Description of the policies used to assess principal adverse sustainability impacts

The BIL sustainable and responsible framework is built on BIL values (create, care and collaborate). It seeks to ensure that the investment products and services we provide to our customers do not result in an unacceptable, adverse impact on people or the environment, while helping them understand and manage their environmental and social impact.

Our remuneration charter’s consistency with the integration of sustainability risks has recently been reinforced to ensure that our employees are sensitized and encouraged to uphold BIL’s sustainability initiatives, in particular by linking the remuneration framework of relevant staff to appropriate ESG criteria and metrics

Our advisory and discretionary teams integrate environmental and social due diligence as part of existing due diligence processes. The due diligence process is central to our sustainability risk assessment, allowing us to implement our principles, with a consistent integration of ESG considerations in the risk/reward analysis of investment case. This means that the higher the sustainability risk of an investment, the higher the expected performance should be.

Each portfolio manager/investment advisor is given access to an ESG database in order to screen the sensitivity of potential investments for their impact on the environment, on social strengths and weaknesses and on governance standards. In turn, each individual is responsible for adjusting to respect key ESG parameters and to effectively integrate key ESG considerations. The database also helps them to screen the universe in order to abstain from investments for which there is no likely avenue for remediation, redress or improvement in larger and multiple activities and norms, thereby adding another layer on top of the existing BIL exclusion list.

The identification of principal adverse sustainability impacts is embedded in the ESG scoring methodology.

For all funds and mandates with an ESG approach (Article 9 or Article 8 of SFDR), BIL defines ESG characteristics which must be followed.

Description of actions taken to address principal adverse sustainability impacts

Risks related to sustainability factors cannot be treated in isolation to other risks as they can have a financial impact. The integration of ESG risks and mitigation actions into investment products and services has been implemented, via the integration of our sustainable investment policy into our policies and processes.

The prioritization of principal adverse impacts indicators is at the cornerstone of the materiality framework embedded in the ESG scoring methodology.

Actions taken to address principal adverse sustainability impacts are specific to each and every investment product and service BIL delivers to clients.

While we also frequently reach out to ESG experts for advice on issues that concern us, we ensure that, globally, our relationship and investment professionals are trained regarding our sustainability investment framework and their own responsibilities, to ensure consistent implementation, so that policies, procedures and standards are appropriately implemented.

Additionally, to strengthen our approach, we have set up an Sustainability Community of experts to provide permanent points of contact. Their responsibilities include raising awareness, organizing trainings, facilitating sustainability assessments and maintaining contact with all concerned stakeholders.

Engagement policies

We are aware that some of the goals we have set ourselves are necessarily aspirational.

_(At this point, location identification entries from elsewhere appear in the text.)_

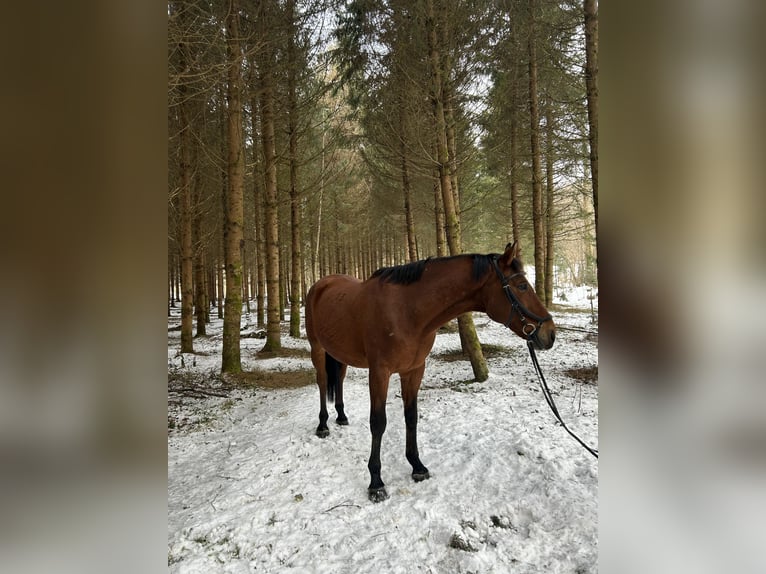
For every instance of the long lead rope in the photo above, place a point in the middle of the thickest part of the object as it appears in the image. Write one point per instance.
(549, 399)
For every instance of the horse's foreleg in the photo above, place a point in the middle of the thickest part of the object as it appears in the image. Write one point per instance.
(378, 393)
(410, 386)
(318, 359)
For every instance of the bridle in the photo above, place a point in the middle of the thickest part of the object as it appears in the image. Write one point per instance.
(524, 313)
(529, 329)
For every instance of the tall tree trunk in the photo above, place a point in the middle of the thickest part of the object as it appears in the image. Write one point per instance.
(185, 173)
(454, 241)
(271, 213)
(549, 162)
(514, 150)
(219, 272)
(412, 250)
(258, 209)
(591, 89)
(234, 215)
(199, 262)
(171, 282)
(441, 234)
(537, 187)
(295, 206)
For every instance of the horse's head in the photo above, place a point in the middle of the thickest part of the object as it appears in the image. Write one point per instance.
(512, 301)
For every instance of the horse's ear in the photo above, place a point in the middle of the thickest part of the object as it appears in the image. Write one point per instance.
(511, 251)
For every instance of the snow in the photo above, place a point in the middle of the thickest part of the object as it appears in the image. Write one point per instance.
(252, 489)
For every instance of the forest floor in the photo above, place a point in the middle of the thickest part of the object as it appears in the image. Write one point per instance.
(252, 489)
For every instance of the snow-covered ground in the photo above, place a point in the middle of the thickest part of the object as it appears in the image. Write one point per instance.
(252, 489)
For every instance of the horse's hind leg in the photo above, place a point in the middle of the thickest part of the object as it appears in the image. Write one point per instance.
(342, 418)
(318, 359)
(378, 393)
(410, 386)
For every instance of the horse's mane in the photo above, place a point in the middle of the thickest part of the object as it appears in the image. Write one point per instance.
(412, 272)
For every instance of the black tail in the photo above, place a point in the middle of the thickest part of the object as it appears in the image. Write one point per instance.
(332, 368)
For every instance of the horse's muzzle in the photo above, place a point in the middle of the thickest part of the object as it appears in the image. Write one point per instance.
(545, 342)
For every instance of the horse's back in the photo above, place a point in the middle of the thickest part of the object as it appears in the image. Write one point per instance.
(333, 318)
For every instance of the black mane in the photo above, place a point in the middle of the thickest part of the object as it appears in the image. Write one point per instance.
(412, 272)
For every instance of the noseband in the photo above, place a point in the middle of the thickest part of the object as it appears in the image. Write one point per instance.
(529, 329)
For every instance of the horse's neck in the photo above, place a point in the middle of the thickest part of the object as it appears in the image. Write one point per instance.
(444, 296)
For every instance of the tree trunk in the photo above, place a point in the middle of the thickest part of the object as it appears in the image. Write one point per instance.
(537, 188)
(591, 88)
(200, 292)
(549, 162)
(258, 209)
(514, 152)
(441, 236)
(454, 241)
(185, 173)
(234, 215)
(219, 273)
(295, 207)
(412, 250)
(271, 213)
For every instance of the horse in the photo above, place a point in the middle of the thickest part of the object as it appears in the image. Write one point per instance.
(388, 324)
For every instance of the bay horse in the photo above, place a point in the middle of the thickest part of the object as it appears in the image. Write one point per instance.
(388, 324)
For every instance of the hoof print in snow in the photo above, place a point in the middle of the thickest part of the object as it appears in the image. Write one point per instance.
(377, 495)
(457, 542)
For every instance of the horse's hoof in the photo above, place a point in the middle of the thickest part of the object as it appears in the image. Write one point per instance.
(377, 494)
(420, 476)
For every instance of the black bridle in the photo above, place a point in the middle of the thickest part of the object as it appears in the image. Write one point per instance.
(524, 313)
(517, 306)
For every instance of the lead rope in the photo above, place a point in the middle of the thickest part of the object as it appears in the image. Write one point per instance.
(549, 399)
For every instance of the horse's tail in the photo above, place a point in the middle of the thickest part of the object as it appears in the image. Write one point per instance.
(332, 368)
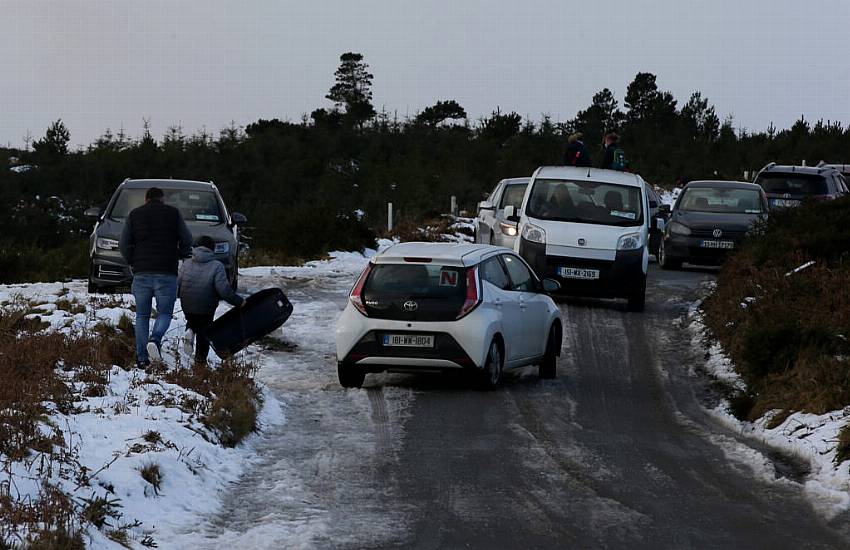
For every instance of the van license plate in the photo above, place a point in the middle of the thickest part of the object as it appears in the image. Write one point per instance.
(578, 273)
(409, 340)
(718, 244)
(784, 203)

As of today, BIL does not engage with investee companies on sustainability-related matters.

Adherence to international standards

Corporate social responsibility is at the core of BIL’s identity. BIL is currently adhering to a number of responsible business conduct codes and standards, for instance; the International Capital Market Association Charter, the workplace and sexual harassment charter, the Inspiring More Sustainability Luxembourg and its diversity charter. Our sustainability roadmap includes the ambition to diagnostic and adhere to a selected number of international collaborative statements, dialogues and networks that focus on advancing the practice of responsible investment and sustainable development.